On Sunday, the polls closed for the social media competition that has caught the UK’s imagination – to name a £200 million research vessel. The winning entry, RRS Boaty McBoatface, received over 120,000 votes and has generated hundreds of news mentions, as well as its fair share of controversy. The entry’s creator has since publicly apologised and on Monday Jo Johnson, the minister responsible for the new vessel, suggested that the name may be vetoed in preference for a more appropriate title. What the heck happened to this piece of crowdsourcing and PR genius, and what can brands learn from the events that played out?
Social polls and competitions are a tried and tested strategy for generating engagement but on a subject as dry as naming a research boat, it would be unrealistic to expect more than at most a few hundred entries. What happened underlines the impact of strong organic content. With most Twitter posts about the competition generating fewer than 20 likes or retweets, the first reference to the winning entry generated more than 2,500.
Seemingly the juxtaposition between the names of prestigious arctic explorers and the innate silliness of Boaty McBoatface captured the attention of social media users and from there, mainstream media. The rest is history. No other entry stood a chance, with a 90,000 vote gap between first and second place.
In the middle of all of this is one of the least well-known governmental organisations, the National Environment Research Centre (NERC), that has benefited hugely from the exposure. The organisation’s Twitter followers have increased to almost 22,500 and the blanket international coverage has implanted the NERC into the public consciousness. After having generated so much interest, goodwill and amusement the organisation now has to decide what to do with the naming of its vessel. A decision that will be made very much in the public eye.
Whilst conversation around the result has already included some awareness that there might be actually something perverse about a serious research vessel carrying a comical moniker, there is likely to be negative sentiment if the NERC don’t follow through. The likelihood is that the current interest in the ship and its work can be maintained if the organisation can come to a compromise and at deliver a little recognition of the name. The risk is that if not, the NERC will sink to its previous status as an organisation with little public awareness and more than a few sour grapes attached to future social initiatives.

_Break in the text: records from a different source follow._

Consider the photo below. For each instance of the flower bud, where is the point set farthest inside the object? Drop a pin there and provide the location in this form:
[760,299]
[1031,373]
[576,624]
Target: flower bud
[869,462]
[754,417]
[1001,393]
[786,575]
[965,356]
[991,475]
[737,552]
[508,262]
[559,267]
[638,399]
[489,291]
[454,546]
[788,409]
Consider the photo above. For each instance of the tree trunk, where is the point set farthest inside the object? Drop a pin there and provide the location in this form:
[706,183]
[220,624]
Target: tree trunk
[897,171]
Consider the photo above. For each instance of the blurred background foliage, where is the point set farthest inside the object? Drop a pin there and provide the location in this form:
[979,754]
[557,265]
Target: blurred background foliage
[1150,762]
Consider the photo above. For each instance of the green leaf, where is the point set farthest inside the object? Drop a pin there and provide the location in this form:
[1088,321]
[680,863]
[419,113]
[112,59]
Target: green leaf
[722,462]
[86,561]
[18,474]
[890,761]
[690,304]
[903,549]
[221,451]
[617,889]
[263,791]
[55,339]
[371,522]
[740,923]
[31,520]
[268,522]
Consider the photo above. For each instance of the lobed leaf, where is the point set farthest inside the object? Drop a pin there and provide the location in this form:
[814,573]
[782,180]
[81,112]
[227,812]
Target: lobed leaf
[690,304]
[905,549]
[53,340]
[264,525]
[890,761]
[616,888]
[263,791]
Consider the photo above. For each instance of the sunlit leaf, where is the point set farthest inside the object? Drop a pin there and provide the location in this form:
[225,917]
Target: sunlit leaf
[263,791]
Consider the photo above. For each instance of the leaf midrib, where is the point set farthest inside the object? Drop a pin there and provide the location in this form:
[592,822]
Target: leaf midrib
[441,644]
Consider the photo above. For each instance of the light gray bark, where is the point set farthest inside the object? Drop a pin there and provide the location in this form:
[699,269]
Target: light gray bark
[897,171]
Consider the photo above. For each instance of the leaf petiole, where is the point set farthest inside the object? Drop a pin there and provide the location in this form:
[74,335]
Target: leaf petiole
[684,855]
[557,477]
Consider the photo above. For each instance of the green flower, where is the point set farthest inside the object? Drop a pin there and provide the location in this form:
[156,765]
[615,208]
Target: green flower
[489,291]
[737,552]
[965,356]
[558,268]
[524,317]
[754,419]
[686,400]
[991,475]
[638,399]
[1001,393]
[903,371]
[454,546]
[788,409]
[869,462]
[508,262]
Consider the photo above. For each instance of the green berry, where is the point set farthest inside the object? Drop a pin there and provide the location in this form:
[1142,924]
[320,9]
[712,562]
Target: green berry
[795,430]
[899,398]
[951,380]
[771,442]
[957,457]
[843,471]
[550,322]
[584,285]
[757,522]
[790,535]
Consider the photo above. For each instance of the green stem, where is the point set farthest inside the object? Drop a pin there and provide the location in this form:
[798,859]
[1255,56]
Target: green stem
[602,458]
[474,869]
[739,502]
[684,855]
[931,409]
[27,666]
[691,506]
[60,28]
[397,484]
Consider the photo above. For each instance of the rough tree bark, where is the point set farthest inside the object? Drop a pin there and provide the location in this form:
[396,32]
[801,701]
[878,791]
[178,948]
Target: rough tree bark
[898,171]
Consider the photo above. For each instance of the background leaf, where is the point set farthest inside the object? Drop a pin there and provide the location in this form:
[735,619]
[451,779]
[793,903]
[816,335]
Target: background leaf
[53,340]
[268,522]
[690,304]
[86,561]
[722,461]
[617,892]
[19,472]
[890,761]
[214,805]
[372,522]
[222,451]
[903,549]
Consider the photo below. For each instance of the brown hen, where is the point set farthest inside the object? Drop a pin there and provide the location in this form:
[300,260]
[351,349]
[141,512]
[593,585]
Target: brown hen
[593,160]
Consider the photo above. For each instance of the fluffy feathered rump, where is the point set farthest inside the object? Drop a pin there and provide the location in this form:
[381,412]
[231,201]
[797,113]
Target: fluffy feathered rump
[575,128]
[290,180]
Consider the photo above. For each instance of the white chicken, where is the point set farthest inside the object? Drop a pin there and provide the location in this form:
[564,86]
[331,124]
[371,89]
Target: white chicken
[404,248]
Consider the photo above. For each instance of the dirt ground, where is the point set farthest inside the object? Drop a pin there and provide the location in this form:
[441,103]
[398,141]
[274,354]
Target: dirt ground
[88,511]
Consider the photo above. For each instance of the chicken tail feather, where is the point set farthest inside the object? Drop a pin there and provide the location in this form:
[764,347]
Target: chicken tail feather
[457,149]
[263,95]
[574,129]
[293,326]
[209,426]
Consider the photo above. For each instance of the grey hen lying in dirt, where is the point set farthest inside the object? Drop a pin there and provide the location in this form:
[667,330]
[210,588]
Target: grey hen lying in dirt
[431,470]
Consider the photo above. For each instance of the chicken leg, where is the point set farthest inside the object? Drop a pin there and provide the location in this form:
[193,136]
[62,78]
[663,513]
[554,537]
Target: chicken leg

Ultimately, whatever legal terms and conditions were carefully constructed around the competition, social users invested their time and creativity into it and will be justified in feeling hard done by if the name isn’t selected. Whether planning for a low key campaign or total world domination, we should try and prevent a situation where brands are unable to follow through on promises. Would the competition have achieved the same levels of awareness and engagement, had the names been pre-selected? Definitely not, the element of jeopardy is core to its success but brands should only be willing to gamble control that they can afford to lose.
I hope that the NERC and Jo Johnson allow the voice of the crowd to be heard and christen the ship Boaty McBoatface. Whatever their decision, the conversation around the poll has once again underlined the value of a strong social strategy and the investment in quality content.